Kelima stared at him before she turned to study the village for most of a minute.
"No. You're imagining all of this. It's just a village."
"Okay, let's say for the sake of argument that this is just a plain old village filled with perfectly normal people. Why are they here, of all places? Why haven't they gone somewhere closer to the rest of civilization? Barring that, why isn't there a trail or road connecting this place to the main road? Do you honestly believe that these people can make everything they need with what they can find nearby? And how are they fending off the monsters in the forest?"
"Look, I'm all for being cautious, but there's a not-so-fine line between caution and paranoia. That's a line that you clearly jumped over a while ago. Maybe they're here because they've always lived here. People who grow up in villages almost never leave them. Why aren't they aching to connect with the rest of the country? I doubt they've seen a tax collector in a long time. I know my parents would love to get out of paying taxes.
"As for that other stuff, they've probably figured out how to live without the things they can't get, and they've probably got a bunch of people with strong fighting skills. They'd have to if they've survived out here. The point is, there are perfectly reasonable explanations that don't involve this place being cursed. So, you can go sleep in the forest if you really want to, but I'm going to go take a hot bath," said Kelima.

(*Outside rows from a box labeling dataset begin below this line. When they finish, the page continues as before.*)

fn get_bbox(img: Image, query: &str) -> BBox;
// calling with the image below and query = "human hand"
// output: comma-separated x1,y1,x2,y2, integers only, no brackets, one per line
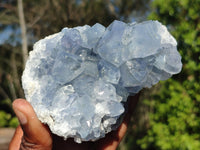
9,95,139,150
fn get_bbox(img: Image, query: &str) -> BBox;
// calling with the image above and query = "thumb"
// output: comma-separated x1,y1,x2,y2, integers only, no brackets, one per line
13,99,52,150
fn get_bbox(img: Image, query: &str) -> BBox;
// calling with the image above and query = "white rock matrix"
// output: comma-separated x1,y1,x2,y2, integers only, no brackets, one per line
22,21,182,143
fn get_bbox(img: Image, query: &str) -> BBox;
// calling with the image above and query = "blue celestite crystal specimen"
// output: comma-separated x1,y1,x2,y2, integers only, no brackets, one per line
22,21,182,142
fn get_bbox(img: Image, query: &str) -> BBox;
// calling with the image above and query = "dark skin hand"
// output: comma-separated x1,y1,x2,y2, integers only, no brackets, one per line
9,95,139,150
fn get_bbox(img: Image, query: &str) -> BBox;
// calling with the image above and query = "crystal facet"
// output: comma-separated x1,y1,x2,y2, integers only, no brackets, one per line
22,21,182,142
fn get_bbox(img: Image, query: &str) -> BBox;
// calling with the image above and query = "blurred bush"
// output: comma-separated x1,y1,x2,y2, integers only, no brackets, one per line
0,0,150,127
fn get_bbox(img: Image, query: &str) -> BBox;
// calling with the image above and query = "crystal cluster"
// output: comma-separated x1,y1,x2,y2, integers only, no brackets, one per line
22,21,182,142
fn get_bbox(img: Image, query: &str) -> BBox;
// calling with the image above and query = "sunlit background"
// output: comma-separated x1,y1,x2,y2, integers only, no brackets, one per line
0,0,200,150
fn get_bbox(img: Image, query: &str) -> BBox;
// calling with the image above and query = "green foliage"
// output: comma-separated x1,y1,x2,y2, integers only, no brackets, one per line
138,79,200,150
0,0,150,127
137,0,200,150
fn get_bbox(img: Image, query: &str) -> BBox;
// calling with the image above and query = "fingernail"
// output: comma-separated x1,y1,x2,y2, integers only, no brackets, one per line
15,110,27,125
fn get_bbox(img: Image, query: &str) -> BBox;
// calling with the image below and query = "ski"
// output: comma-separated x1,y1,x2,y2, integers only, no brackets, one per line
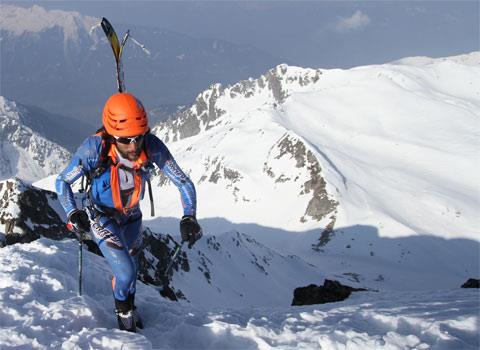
101,17,130,92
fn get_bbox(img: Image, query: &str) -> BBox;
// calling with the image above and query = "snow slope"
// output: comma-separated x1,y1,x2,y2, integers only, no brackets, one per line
0,96,70,181
0,239,480,349
145,52,480,290
154,52,480,239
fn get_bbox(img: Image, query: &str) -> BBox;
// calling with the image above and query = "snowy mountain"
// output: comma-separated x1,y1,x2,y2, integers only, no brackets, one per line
0,52,480,349
0,179,323,307
0,179,68,247
0,4,279,125
0,238,480,350
0,96,70,181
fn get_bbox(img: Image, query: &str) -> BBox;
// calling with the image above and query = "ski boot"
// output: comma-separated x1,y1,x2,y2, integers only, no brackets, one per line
128,294,143,329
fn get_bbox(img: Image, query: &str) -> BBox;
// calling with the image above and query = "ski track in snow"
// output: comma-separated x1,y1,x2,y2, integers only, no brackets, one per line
0,238,480,350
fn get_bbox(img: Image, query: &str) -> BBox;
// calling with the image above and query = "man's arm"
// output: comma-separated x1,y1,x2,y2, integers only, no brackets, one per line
55,137,101,217
146,135,197,216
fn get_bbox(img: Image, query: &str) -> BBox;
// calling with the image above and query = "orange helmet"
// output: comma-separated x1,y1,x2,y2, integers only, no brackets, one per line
102,92,148,137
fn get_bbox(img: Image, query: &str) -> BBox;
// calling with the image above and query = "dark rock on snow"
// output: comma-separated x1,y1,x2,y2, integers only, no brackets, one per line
292,279,366,306
462,278,480,288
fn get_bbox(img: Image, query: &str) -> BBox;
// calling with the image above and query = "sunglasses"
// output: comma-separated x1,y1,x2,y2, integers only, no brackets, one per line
113,134,145,145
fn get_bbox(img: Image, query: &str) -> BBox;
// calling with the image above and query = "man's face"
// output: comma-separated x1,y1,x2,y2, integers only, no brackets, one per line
115,135,143,162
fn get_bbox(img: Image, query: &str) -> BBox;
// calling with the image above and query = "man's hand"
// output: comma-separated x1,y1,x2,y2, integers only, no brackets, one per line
180,215,202,249
68,209,90,235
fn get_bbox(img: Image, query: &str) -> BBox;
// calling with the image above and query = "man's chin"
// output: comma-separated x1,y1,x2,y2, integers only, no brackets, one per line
127,153,139,162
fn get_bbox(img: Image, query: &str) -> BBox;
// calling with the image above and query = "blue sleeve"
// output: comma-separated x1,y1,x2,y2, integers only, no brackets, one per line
55,136,102,217
146,134,197,215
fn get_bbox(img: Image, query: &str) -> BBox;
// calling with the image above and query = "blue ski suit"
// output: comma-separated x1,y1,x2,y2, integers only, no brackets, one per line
55,133,196,301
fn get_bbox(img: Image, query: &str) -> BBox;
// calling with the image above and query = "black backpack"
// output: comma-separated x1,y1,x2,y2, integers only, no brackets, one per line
79,126,155,216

Then, before he could grab her, the noble girl dashed off toward the village gate. Shaking his head, Terry trudged after her.
"There better not be zombies in this—"
Other-Terry all but screaming in his head cut Terry off.
Shut up, you moron! Are you trying to bring down a zombie apocalypse on your own head?
It was only when he realized what he'd been about to utter out loud that Terry understood what a catastrophic mistake he'd been about to make. As vigilant as he tried to be, sometimes trope-triggering turns of phrase tried to slip free.
Thanks for that, said Terry.
I live in here. If you get your brain eaten, my home goes away forever. Pretty sure that would also mean I utterly failed in my only job. I just wish you'd been practicing fire magic instead of ice.
You and me both, said Terry as he stepped through the gate.
Once he was inside, he turned to give the gate a suspicious look. He'd honestly expected it to slam closed behind him. Then, if his luck ran as usual, it and the walls would turn into some indestructible metal while growing a hundred feet tall. Instead, the gate just sat there looking innocuous and wooden. That's pretty damned suspicious. He shook his head and started walking deeper into the village. There were people there, but none of them spoke. They just stared at him with blank expressions.
"Great," he muttered. "I'm in the Uncanny Village of the Damned."